In genere, nell’esistenza degli umani, arriva un giorno in cui si prende coscienza che la vita è una sola e dura anche pochino, uno sputo nell’universo. E che vale la pena non degradarsi al rango di numero, ma mantenersi a quello di persona. Un esercizio tanto più impegnativo nel pieno della rivoluzione che stiamo attraversando, inconsapevoli e disarmati, in un paesaggio virtuale disseminato di insidie reali alla nostra integrità. Per questo si fa forse ancor più importante lo spirito critico di uomini educati alla conoscenza più che alle competenze, alla cultura nei suoi molteplici linguaggi più che alle formule preconfezionate, al luogo comune, al pregiudizio tra le occasioni di benefica interazione con delle forme di cultura – non prevedibili, non facilmente misurabili, a volte destabilizzanti – ritornano oggi, per la 70esima volta, quelle proposte dal Festival del film, o Locarno Festival, come si chiama da questa edizione. Nell’intervista che pubblichiamo in questa pagina il direttore artistico, Carlo Chatrian, parla proprio di un “atto politico”: uscire di casa. Siamo d’accordo. Il mondo oggi arriva a casa nostra, in ogni momento, con le sue molteplici voci, realtà, istanze. Sta a noi di accoglierlo nella forma più ricca, districandoci tra i filtri attraverso cui ci viene somministrato e attraverso cui tendiamo ad osservarlo, prigionieri di noi stessi. Ecco che ogni tanto uscire, non aspettare il mondo fermi sulle proprie posizioni ma andargli incontro, sottrarsi all’apparente, ingannevole protezione del proprio guscio, è già una scelta che ci definisce. Quel che ne scaturisce è tutto da scoprire, a mente e cuore aperti.

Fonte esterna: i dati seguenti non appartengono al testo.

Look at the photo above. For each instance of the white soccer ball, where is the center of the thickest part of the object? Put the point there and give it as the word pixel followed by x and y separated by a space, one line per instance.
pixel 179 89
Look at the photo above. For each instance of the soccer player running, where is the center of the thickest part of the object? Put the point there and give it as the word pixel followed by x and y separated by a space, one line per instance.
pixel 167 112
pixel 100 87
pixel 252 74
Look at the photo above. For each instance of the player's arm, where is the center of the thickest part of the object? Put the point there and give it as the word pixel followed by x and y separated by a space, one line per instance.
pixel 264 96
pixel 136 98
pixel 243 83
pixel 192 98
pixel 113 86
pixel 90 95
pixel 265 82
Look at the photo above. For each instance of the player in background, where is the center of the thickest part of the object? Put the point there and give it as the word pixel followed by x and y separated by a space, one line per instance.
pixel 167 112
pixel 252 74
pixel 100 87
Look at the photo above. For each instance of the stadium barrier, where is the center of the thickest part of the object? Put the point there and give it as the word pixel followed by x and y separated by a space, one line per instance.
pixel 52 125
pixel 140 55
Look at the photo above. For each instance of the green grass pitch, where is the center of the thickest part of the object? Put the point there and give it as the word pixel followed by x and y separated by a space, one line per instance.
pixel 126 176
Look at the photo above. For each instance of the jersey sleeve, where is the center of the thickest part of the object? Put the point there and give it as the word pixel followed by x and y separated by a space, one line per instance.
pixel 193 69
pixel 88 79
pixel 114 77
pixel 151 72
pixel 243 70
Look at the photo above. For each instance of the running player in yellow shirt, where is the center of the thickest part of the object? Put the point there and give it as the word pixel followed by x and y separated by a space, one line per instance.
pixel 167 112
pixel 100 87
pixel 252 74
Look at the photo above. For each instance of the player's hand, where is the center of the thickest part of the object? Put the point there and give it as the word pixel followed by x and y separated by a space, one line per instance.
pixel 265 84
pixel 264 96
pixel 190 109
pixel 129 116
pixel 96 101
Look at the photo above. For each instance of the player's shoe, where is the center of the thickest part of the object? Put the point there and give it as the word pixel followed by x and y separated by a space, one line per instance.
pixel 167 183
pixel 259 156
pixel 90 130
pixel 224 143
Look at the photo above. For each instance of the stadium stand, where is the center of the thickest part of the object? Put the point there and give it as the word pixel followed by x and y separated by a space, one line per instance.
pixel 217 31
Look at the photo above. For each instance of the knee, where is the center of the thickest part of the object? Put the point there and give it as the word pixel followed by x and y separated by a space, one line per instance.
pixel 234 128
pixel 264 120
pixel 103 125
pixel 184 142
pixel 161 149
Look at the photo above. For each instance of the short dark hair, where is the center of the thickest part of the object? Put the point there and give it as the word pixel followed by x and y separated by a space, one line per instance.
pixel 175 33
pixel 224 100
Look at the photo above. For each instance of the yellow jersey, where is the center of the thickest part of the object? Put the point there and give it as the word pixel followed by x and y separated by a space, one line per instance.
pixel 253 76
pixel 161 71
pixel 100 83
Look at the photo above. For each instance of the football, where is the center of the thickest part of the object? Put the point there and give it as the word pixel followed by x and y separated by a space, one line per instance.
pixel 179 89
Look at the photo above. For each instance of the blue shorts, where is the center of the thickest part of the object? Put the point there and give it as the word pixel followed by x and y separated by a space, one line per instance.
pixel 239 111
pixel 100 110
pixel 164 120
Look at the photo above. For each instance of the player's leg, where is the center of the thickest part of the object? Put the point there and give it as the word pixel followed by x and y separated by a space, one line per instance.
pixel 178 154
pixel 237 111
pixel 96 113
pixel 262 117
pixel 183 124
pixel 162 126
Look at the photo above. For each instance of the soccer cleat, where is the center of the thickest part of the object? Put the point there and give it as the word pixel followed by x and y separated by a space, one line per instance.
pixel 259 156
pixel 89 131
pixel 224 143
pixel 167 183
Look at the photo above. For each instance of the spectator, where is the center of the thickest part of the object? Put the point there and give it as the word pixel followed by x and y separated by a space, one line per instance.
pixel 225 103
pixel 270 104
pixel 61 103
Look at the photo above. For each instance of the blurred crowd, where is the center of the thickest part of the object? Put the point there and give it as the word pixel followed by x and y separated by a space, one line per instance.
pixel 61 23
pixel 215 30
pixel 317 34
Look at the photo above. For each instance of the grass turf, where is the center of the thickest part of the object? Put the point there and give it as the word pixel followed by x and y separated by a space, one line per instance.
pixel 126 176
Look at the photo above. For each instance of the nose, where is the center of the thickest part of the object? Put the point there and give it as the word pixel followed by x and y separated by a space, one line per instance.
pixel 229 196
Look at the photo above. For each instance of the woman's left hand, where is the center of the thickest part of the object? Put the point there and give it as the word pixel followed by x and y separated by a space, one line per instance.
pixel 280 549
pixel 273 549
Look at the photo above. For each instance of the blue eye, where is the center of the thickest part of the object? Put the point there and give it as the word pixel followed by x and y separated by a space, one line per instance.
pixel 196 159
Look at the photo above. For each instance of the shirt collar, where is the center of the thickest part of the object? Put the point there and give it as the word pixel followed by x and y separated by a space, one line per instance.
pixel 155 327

Per quanto riguarda il festival, in ogni caso, non sappiamo farvi nessuna previsione. Il bello di Locarno, che coincide con la sua anima, è che si va un po’ alla scoperta del nuovo o dello sconosciuto, dopotutto pure in Piazza, a parte i consueti due o tre blockbuster (a proposito, che ci sarà la ‘Atomic Blonde’ Charlize Theron confidiamo che lo sappiano già tutti, più o meno). Da un festival, se uno se ne va con due o tre film che in qualche modo lo hanno colpito, sorpreso, interrogato, può già ritenersi soddisfatto. A Locarno in genere accade, purché non si parta prevenuti o con esigenze troppo definite. È anche questo un modo di uscire da sé, da ciò che ci rassicura, e andare incontro all’ignoto.